Run From Retirement 😵

In 2001, the US Social Security Administration quietly released research that I wish I never read.

They discovered that the sooner you retire, the sooner you die. Another study confirmed that one-third of retirees are clinically depressed.

Wait a minute—isn’t retirement the ultimate goal?!

You sacrifice your health, freedom, and family to discover a poisoned pot of gold at the end of the rainbow?! 😵

That’s a hard truth, and I hate to hear it… but I also believe it, and I think I understand.

You and I are hungry for paradise.

We put up with long hours because “one day” we’ll get to live a rich life and enjoy the fruits of all our hard work.

The average person thinks that paradise means saving enough money to go from a 40-hour work week to a ZERO hour work week and retire.

But then they face a new dilemma: there is no paradise without purpose.

Think about the story of the Garden of Eden, where God created Adam in a perfect paradise with all his needs met.

What did God tell Adam, again? Relax? Enjoy the hot springs and palm trees? Take a nap?

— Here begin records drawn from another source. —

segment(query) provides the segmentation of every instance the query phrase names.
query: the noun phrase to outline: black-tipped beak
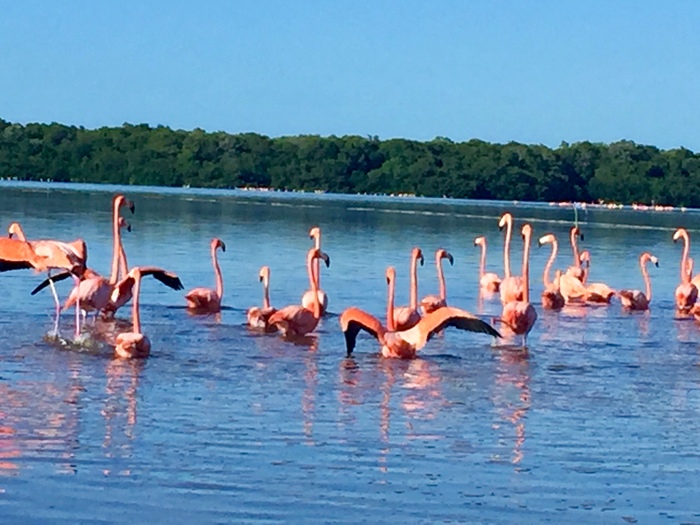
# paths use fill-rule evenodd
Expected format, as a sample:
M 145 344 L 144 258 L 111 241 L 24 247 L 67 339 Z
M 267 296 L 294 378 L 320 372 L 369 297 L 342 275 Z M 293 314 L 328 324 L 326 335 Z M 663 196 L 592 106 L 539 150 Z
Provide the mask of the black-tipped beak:
M 499 232 L 502 232 L 502 231 L 503 231 L 503 228 L 505 228 L 505 225 L 504 225 L 504 226 L 501 226 L 500 224 L 498 225 L 498 231 L 499 231 Z
M 131 211 L 131 213 L 136 212 L 136 205 L 132 201 L 129 201 L 129 210 Z
M 540 248 L 542 248 L 542 246 L 544 246 L 544 243 L 543 243 L 542 241 L 538 240 L 538 241 L 537 241 L 537 246 L 539 246 Z
M 127 225 L 126 225 L 126 231 L 128 231 L 129 233 L 131 233 L 131 224 L 127 224 Z
M 579 236 L 581 237 L 581 240 L 582 240 L 582 241 L 585 240 L 584 237 L 583 237 L 583 233 L 579 233 Z
M 219 243 L 219 246 L 221 246 L 221 251 L 222 251 L 222 252 L 225 252 L 225 251 L 226 251 L 226 245 L 224 244 L 223 241 L 221 241 L 221 242 Z
M 262 276 L 262 275 L 260 276 L 260 282 L 263 282 L 263 276 Z
M 321 254 L 319 255 L 319 257 L 321 257 L 321 259 L 323 259 L 323 262 L 326 263 L 326 268 L 330 268 L 330 266 L 331 266 L 331 258 L 328 257 L 328 254 L 327 254 L 327 253 L 324 253 L 324 252 L 321 252 Z
M 418 258 L 418 260 L 420 261 L 421 266 L 423 266 L 425 264 L 425 259 L 423 258 L 422 255 Z
M 654 266 L 656 266 L 656 267 L 658 268 L 658 267 L 659 267 L 659 261 L 656 261 L 656 262 L 654 263 Z
M 452 254 L 451 254 L 451 253 L 448 253 L 448 254 L 447 254 L 447 260 L 450 261 L 450 266 L 454 266 L 454 264 L 455 264 L 455 258 L 452 257 Z
M 12 235 L 10 235 L 10 237 L 12 237 Z M 677 238 L 674 238 L 674 239 L 673 239 L 673 244 L 676 244 L 677 242 L 678 242 L 678 239 L 677 239 Z

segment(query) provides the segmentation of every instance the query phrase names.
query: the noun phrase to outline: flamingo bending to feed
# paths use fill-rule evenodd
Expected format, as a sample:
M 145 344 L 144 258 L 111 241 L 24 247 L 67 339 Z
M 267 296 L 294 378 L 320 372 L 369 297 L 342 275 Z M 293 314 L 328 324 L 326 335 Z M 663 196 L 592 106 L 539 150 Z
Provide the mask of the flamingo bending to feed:
M 323 259 L 326 267 L 330 266 L 331 260 L 327 254 L 318 248 L 311 248 L 306 256 L 306 271 L 309 274 L 309 284 L 314 294 L 311 296 L 311 309 L 302 305 L 285 306 L 277 310 L 270 316 L 269 324 L 276 326 L 284 336 L 301 337 L 313 332 L 321 319 L 321 302 L 318 299 L 318 288 L 314 277 L 314 259 Z
M 410 305 L 394 308 L 393 321 L 397 330 L 408 330 L 420 321 L 418 312 L 418 261 L 423 266 L 423 252 L 420 248 L 411 250 Z
M 644 252 L 639 257 L 639 267 L 642 269 L 642 277 L 646 285 L 646 294 L 639 290 L 620 290 L 620 302 L 622 307 L 628 310 L 648 310 L 651 303 L 651 280 L 647 272 L 647 261 L 654 263 L 654 266 L 659 266 L 659 260 L 648 252 Z
M 583 250 L 579 255 L 583 276 L 581 282 L 586 287 L 586 301 L 597 304 L 610 304 L 610 300 L 615 295 L 615 290 L 605 283 L 588 283 L 588 274 L 591 271 L 591 253 Z
M 435 266 L 437 267 L 438 282 L 440 283 L 440 295 L 426 295 L 420 302 L 423 315 L 434 312 L 438 308 L 447 306 L 447 287 L 445 286 L 445 273 L 442 269 L 442 260 L 447 259 L 450 265 L 454 265 L 455 259 L 447 250 L 440 248 L 435 252 Z
M 691 282 L 692 261 L 689 262 L 690 237 L 685 228 L 678 228 L 673 233 L 673 242 L 683 239 L 683 255 L 681 256 L 681 284 L 676 288 L 676 309 L 679 313 L 688 313 L 698 298 L 698 289 Z M 690 267 L 690 272 L 688 272 Z
M 427 314 L 413 328 L 397 331 L 393 322 L 395 277 L 396 272 L 390 266 L 386 270 L 388 284 L 386 327 L 382 325 L 379 319 L 359 308 L 351 307 L 341 314 L 340 327 L 345 335 L 348 357 L 352 355 L 355 349 L 357 334 L 360 330 L 364 330 L 377 338 L 381 346 L 382 356 L 400 359 L 416 357 L 416 352 L 421 350 L 436 333 L 448 327 L 501 337 L 498 331 L 478 317 L 459 308 L 448 306 Z
M 133 287 L 132 305 L 133 331 L 124 332 L 117 336 L 117 344 L 114 353 L 124 359 L 142 359 L 151 353 L 151 341 L 141 333 L 141 317 L 139 315 L 139 294 L 141 290 L 141 270 L 137 266 L 132 268 L 124 280 L 129 280 Z
M 530 304 L 530 239 L 532 238 L 532 227 L 524 224 L 521 230 L 523 249 L 523 300 L 511 301 L 503 306 L 503 313 L 498 322 L 503 323 L 513 334 L 523 338 L 523 348 L 527 345 L 527 334 L 537 320 L 535 307 Z
M 36 253 L 26 241 L 0 237 L 0 272 L 28 268 L 46 272 L 51 269 L 51 260 L 46 255 Z
M 276 328 L 270 325 L 270 317 L 277 310 L 270 306 L 270 268 L 263 266 L 260 268 L 260 282 L 263 284 L 263 306 L 252 306 L 248 308 L 246 317 L 248 326 L 251 328 L 262 328 L 266 332 L 275 331 Z
M 321 228 L 315 226 L 309 230 L 309 237 L 314 239 L 314 248 L 321 249 Z M 328 296 L 326 292 L 321 290 L 321 263 L 318 259 L 314 259 L 314 278 L 316 279 L 316 287 L 318 288 L 318 300 L 321 303 L 321 315 L 326 313 L 328 309 Z M 301 304 L 304 308 L 311 310 L 313 308 L 313 296 L 311 290 L 304 292 L 301 297 Z
M 221 239 L 214 238 L 211 240 L 210 246 L 211 260 L 214 265 L 214 274 L 216 275 L 216 290 L 195 288 L 187 292 L 185 300 L 190 313 L 215 314 L 221 311 L 221 299 L 224 296 L 224 280 L 221 277 L 221 268 L 219 267 L 219 260 L 216 258 L 216 250 L 221 248 L 221 251 L 225 252 L 226 245 Z
M 498 221 L 498 229 L 506 229 L 503 243 L 503 280 L 500 285 L 501 303 L 521 301 L 523 298 L 523 281 L 520 276 L 510 274 L 510 239 L 513 235 L 513 216 L 506 212 Z
M 547 266 L 545 267 L 543 276 L 543 279 L 545 281 L 545 287 L 548 287 L 549 285 L 551 285 L 548 277 L 549 269 L 552 267 L 552 265 L 554 264 L 554 260 L 557 257 L 557 253 L 559 251 L 559 243 L 557 242 L 557 238 L 554 236 L 554 234 L 549 233 L 540 237 L 538 244 L 540 246 L 543 246 L 544 244 L 552 245 L 552 253 L 547 261 Z M 583 286 L 583 284 L 581 284 L 581 281 L 570 275 L 564 274 L 559 277 L 557 289 L 564 298 L 564 302 L 567 304 L 582 303 L 586 300 L 586 287 Z
M 552 253 L 547 259 L 547 264 L 544 267 L 542 274 L 542 282 L 544 283 L 544 291 L 542 292 L 542 308 L 546 310 L 561 310 L 566 302 L 561 293 L 561 271 L 557 270 L 554 281 L 549 280 L 549 271 L 554 264 L 554 259 L 557 257 L 557 239 L 554 234 L 543 235 L 540 237 L 538 244 L 540 246 L 551 243 Z
M 486 237 L 474 239 L 474 246 L 481 246 L 481 262 L 479 263 L 479 286 L 482 291 L 494 293 L 501 288 L 501 278 L 493 272 L 486 272 Z
M 579 281 L 583 282 L 583 268 L 581 268 L 581 257 L 579 256 L 578 251 L 579 237 L 581 238 L 581 240 L 583 240 L 583 234 L 581 233 L 581 230 L 578 229 L 578 226 L 572 226 L 571 231 L 569 233 L 569 239 L 571 240 L 571 249 L 574 252 L 574 265 L 569 266 L 569 268 L 567 268 L 566 275 L 575 277 Z

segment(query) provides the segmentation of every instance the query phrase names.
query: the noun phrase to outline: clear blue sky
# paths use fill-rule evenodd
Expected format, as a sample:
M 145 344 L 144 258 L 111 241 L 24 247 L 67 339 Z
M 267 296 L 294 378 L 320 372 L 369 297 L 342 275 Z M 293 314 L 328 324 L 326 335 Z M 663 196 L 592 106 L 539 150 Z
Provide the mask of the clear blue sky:
M 0 7 L 13 122 L 700 150 L 700 1 Z

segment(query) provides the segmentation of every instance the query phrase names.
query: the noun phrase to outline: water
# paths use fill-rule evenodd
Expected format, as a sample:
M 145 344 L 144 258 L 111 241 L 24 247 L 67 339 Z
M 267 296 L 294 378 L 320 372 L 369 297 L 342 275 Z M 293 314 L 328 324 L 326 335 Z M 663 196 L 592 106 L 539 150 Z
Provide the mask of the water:
M 115 188 L 0 186 L 0 223 L 33 238 L 89 245 L 108 273 Z M 298 303 L 307 232 L 320 225 L 331 267 L 329 310 L 382 314 L 384 270 L 395 265 L 408 301 L 408 256 L 426 254 L 420 295 L 435 293 L 434 251 L 445 247 L 448 301 L 498 315 L 477 300 L 478 250 L 502 273 L 499 214 L 528 220 L 535 238 L 572 256 L 573 214 L 548 206 L 441 199 L 336 198 L 124 189 L 136 202 L 124 233 L 131 265 L 177 272 L 186 289 L 212 286 L 209 241 L 221 237 L 220 318 L 190 317 L 183 294 L 146 281 L 144 362 L 45 339 L 48 293 L 29 271 L 0 275 L 0 519 L 3 523 L 700 523 L 700 329 L 674 319 L 680 247 L 673 228 L 700 232 L 700 215 L 590 210 L 579 215 L 592 281 L 642 288 L 650 250 L 649 313 L 609 308 L 543 312 L 530 352 L 447 331 L 413 361 L 384 360 L 362 336 L 345 358 L 337 315 L 308 345 L 249 333 L 271 267 L 276 306 Z M 519 267 L 521 242 L 514 236 Z M 533 248 L 539 303 L 548 249 Z M 68 283 L 59 285 L 65 297 Z M 536 304 L 537 305 L 537 304 Z M 120 311 L 129 317 L 130 308 Z M 64 314 L 68 335 L 72 316 Z

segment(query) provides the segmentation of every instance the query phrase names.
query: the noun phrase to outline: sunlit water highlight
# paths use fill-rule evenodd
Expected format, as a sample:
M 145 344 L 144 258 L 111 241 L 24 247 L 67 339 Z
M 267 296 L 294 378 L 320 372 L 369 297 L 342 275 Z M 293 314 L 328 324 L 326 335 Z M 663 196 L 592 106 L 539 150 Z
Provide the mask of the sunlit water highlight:
M 107 273 L 114 188 L 0 185 L 0 226 L 33 238 L 83 237 Z M 61 187 L 63 188 L 63 187 Z M 474 237 L 502 273 L 497 218 L 511 210 L 535 238 L 559 237 L 573 214 L 547 206 L 440 199 L 256 194 L 125 188 L 136 202 L 124 234 L 131 265 L 177 272 L 186 289 L 213 285 L 209 240 L 228 251 L 219 318 L 190 317 L 183 294 L 143 286 L 144 362 L 45 338 L 48 293 L 31 272 L 0 275 L 0 519 L 3 523 L 463 522 L 700 523 L 700 328 L 674 319 L 680 247 L 675 227 L 700 232 L 696 213 L 580 213 L 592 281 L 642 288 L 650 250 L 649 313 L 609 308 L 543 312 L 530 352 L 446 332 L 419 359 L 377 356 L 369 337 L 345 358 L 337 314 L 385 309 L 387 265 L 408 300 L 408 256 L 420 246 L 420 295 L 435 293 L 434 251 L 447 266 L 448 301 L 490 318 L 477 299 Z M 250 333 L 261 303 L 258 269 L 271 267 L 273 304 L 308 288 L 307 232 L 320 225 L 331 267 L 332 314 L 293 345 Z M 539 303 L 548 249 L 533 248 Z M 521 242 L 514 236 L 513 264 Z M 69 284 L 59 285 L 65 297 Z M 129 308 L 120 311 L 128 318 Z M 61 330 L 72 330 L 65 313 Z

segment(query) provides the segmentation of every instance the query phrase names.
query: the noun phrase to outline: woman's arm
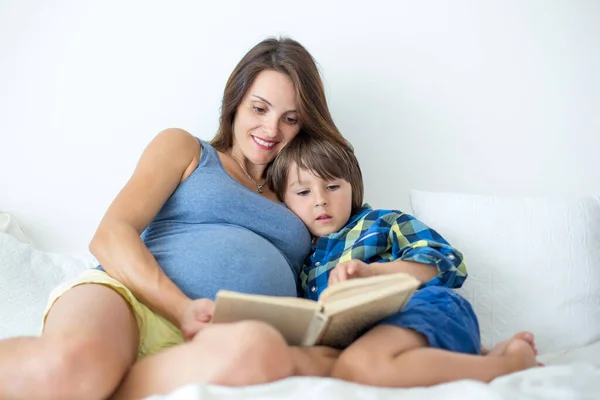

Nope. God’s instructions were explicit to Adam:

Get to work.

Infinite vacation is fun for a little while, but the top reason unretirement is on the rise is because retired people "needed something to do."

Retirement Rebranded: “Quiet Quitting” or FIRE

Millennials are so clever. Think about it, we took “skipping breakfast” and renamed it “Intermittent Fasting” so it sounds healthy and cool 😂

I must admit, I’ve been drawn to the warm glow of FIRE—a group of people who work hard and save hard (while spending little) to achieve Financial Independence & Retire Early.

I will continue to build my wealth through strategic investments (using Qube Money to stay on a budget) but I’m no longer chasing early retirement any more than I’m chasing an early death.

Quiet quitting” is another name which sounds much cooler than "doing the minimum your job requires" or "checking out at work."

Still, Andrew Mellor pointed out in my client community that it's more of the same:

Disengagement from work has always been a subconscious response to a loss of meaning in one's work life. I think embracing disengagement as a path to greater work/life balance and meaning is short sighted. Meaning comes from doing good work.

An Alternative to Early Death / Retirement

Whether you are 3 years or 30 years from retirement… what is your end goal? What are you building, and working towards? What's next?

I believe the purpose-filled path to paradise (on this planet) is the good work of building a profitable business you enjoy.

Still, when I'm helping entrepreneurs the first thing I focus on is not sales or marketing—it’s purpose.

With clear purpose, you get to create a real solution to a real problem for real people, and make the world a better place.

With clear purpose, you can see the meaning through the mess (and maybe even whistle while you work).

My purpose is that I help entrepreneurs like you sell your smarts without losing your soul. What about you?